No EE today designs in a vacuum. Nearly every advanced electronic product today must not only provide its core functionality to a user, it must increasingly operate in a network (almost always wireless) and use its infrastructure to provide major portions of its functionality as well as deliver communications and networking capabilities to the user as well. That means that the designer must understand and accommodate not only the needs of the customer, but must also factor in the needs of the device and how it uses the available wireless infrastructure to best handle its tasks in the most cost-effective manner.
That means that hardware designers must understand and use software not only in the design and creation of the product, but in its operation as well.
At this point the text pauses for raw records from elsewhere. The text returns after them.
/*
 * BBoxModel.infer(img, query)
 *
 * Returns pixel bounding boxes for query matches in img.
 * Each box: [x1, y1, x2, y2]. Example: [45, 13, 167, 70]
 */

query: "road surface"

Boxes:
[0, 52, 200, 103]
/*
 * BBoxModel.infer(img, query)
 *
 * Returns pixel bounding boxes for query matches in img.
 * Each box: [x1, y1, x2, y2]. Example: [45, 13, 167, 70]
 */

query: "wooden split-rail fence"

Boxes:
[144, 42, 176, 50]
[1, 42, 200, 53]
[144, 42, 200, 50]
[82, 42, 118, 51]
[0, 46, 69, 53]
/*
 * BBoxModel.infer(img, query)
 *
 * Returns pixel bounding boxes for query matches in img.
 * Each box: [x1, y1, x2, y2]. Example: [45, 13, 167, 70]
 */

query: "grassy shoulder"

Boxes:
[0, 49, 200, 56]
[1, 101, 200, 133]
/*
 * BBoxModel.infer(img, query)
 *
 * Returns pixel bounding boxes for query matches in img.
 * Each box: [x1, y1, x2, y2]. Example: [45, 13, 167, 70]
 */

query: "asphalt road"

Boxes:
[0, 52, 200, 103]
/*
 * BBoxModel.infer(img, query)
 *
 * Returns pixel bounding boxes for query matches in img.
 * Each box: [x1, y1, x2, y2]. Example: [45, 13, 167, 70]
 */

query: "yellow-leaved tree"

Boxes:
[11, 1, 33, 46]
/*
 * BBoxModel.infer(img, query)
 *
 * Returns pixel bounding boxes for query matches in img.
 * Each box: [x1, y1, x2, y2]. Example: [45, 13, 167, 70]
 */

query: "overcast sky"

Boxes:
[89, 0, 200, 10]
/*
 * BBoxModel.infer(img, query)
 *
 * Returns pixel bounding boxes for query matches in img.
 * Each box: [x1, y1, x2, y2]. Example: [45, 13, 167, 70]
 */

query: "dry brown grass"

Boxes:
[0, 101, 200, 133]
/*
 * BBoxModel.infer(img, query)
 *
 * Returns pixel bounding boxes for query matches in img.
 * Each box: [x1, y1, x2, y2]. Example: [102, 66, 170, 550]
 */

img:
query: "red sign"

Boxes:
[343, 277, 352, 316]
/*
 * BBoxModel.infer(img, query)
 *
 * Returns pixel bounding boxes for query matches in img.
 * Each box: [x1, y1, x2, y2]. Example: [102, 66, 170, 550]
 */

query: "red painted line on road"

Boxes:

Software is now used to set up and test the product as well as to implement the control and management functionalities, so the designer must implement software not only to simulate and test the hardware of the product in development, but the software functionality for core functions as well as the user interface.
The issue gets more complex when one considers that advanced products often have more than one layer of network and communications: one for the user, and one for the device itself. Today many advanced consumer products must provide an interface for the user to operate them, but must also provide an avenue for the manufacturer to go in and tweak things if needed after the product has shipped. In the “internet of things” paradigm, inter-device communications for housekeeping and other infrastructure tasks form another layer of networking that is invisible to the user, but a very real concern for the designer.
The bottom line is that when designing a product for the connected world of today one cannot forget not only the communications functionality for the user, but the ability of the device to operate on its own as an integrated member in the larger dataspace as well.